CUDA Pro Tip: Increase Application Performance with NVIDIA GPU Boost

NVIDIA GPU Boost™ is a feature available on NVIDIA® GeForce® products and NVIDIA® Tesla® products. It makes use of any power headroom to boost application performance. In the case of Tesla, the NVIDIA GPU Boost feature is customized for compute intensive workloads running on clusters. This application note is useful for anyone who wants to take advantage of the power headroom on the Tesla K40 in a server or within a workstation. Note that GPU Boost is a system setting, which means that this Pro Tip applies to any user of a CUDA-accelerated application, not just developers.

The Tesla K40 board targets a specific power budget (235W) when running a highly optimized compute workload, but HPC workloads vary in power consumption and profile, as the graph in Figure 1 shows. This shows that for many applications there is power headroom. NVIDIA GPU Boost for Tesla allows customers to use available power headroom to select higher graphics clocks using NVML or nvidia-smi.

Figure 1: Average GPU Power Consumption for Real Applications on Tesla K20X.

In an old post, by Saad Rahim, he benchmarks two applications with varying clocks on K40: Reverse Time Migration (RTM), a depth migration algorithm used to image complex geologies; and a Finite-difference time-domain (FDTD) electromagnetic solver. Just by using GPU Boost, he was able to measure a 18.5% performance increase in RTM versus base clocks, and over 14% improvement in FDTD, as shown in Figure 2.
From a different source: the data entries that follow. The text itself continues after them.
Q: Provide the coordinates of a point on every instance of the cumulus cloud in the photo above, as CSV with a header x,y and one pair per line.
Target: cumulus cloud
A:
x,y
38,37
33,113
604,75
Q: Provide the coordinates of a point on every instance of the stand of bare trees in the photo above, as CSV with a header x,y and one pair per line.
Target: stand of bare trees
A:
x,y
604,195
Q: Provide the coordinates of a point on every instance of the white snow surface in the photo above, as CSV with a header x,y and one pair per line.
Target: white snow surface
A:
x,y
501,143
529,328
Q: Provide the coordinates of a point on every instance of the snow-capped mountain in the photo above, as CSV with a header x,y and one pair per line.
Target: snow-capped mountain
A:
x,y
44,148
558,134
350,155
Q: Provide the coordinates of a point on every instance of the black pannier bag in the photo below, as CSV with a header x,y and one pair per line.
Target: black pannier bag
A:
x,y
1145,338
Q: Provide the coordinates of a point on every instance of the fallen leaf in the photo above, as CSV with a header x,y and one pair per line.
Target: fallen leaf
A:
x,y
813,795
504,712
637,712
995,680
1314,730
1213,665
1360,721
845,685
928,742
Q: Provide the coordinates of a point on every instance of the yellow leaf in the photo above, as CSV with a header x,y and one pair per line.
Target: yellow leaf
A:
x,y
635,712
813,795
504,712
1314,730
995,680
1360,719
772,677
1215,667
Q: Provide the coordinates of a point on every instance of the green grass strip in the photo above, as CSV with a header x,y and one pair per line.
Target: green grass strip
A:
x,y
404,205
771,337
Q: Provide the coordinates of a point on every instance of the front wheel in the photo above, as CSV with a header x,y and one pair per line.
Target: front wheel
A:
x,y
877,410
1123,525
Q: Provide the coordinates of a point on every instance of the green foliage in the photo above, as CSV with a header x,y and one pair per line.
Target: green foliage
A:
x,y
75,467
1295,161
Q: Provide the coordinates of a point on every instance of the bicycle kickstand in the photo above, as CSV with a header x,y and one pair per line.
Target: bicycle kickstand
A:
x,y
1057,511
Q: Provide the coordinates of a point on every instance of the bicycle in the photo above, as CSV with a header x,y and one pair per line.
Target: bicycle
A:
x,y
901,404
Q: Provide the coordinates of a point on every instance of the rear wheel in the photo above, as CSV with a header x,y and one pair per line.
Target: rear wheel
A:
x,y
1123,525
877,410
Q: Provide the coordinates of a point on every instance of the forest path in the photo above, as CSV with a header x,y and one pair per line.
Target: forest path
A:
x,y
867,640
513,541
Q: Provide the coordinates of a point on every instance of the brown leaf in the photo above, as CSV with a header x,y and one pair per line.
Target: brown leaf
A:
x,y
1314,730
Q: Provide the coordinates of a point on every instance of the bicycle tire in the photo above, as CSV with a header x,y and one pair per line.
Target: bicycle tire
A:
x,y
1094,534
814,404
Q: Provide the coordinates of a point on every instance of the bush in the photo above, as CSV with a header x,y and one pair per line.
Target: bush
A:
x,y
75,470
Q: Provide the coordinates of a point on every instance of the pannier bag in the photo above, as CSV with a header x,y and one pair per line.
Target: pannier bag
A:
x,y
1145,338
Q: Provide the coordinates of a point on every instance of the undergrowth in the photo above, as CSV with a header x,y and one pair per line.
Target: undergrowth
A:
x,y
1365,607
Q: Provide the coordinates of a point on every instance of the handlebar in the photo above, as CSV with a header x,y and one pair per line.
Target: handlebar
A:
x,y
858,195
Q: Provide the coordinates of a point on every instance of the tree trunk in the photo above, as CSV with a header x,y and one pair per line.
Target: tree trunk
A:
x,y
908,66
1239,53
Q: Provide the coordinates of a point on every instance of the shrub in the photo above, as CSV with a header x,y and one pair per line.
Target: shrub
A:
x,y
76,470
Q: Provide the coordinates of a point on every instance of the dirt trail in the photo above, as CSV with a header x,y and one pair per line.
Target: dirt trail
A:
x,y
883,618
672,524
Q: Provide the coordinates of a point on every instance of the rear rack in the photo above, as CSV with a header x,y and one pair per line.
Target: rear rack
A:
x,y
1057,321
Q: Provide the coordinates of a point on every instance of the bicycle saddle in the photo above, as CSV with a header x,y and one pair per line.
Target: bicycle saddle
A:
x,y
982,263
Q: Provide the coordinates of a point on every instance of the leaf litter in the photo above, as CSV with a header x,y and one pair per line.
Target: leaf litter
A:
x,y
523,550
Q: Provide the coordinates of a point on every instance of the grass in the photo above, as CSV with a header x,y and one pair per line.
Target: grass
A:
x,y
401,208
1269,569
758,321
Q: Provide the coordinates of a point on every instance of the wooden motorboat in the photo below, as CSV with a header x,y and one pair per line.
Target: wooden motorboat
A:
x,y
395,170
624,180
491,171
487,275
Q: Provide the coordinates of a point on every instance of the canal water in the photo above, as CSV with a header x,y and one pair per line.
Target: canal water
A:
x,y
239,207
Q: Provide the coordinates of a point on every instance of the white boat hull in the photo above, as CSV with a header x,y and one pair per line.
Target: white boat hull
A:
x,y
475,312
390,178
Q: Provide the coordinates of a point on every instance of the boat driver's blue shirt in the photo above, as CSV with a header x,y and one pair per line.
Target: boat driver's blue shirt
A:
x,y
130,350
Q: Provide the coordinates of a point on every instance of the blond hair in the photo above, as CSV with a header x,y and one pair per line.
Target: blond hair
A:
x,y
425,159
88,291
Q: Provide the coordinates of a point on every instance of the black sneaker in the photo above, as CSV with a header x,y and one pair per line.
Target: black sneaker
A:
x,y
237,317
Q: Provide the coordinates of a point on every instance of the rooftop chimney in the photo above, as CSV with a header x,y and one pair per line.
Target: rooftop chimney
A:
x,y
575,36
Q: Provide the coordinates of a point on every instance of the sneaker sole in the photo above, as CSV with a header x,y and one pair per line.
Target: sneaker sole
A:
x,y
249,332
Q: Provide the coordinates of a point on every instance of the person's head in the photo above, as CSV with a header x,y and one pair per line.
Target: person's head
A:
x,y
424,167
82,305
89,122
Figure 2: Performance of RTM and FDTD benchmarks normalized to K40 GPU base clock rate of 745MHz. (Image courtesy of Acceleware.)

You may notice a slightly superlinear performance improvement in Figure 2 for the RTM TTI benchmark. This may seem surprising, but it has a simple explanation, as described by the Tesla Application Note on GPU Boost:

In the Tesla K40, the NVIDIA GPU Boost capability allows end users to specify the boost clock which is just the core clock. The memory clock remains at 3 GHz. However, selecting higher boost clocks does improve the effective memory bandwidth utilization for workloads that are sensitive to memory bandwidth. With higher boost clocks some workloads may even see improved PCIe transfer rates. Therefore, NVIDIA GPU Boost on the Tesla K40 helps workloads which are sensitive to core clocks, power headroom and also helps workloads that may be more sensitive to memory bandwidth than core clocks.

You can find more information on GPU Boost, including instructions, scenarios, and best practices in the Tesla Application Note on GPU Boost.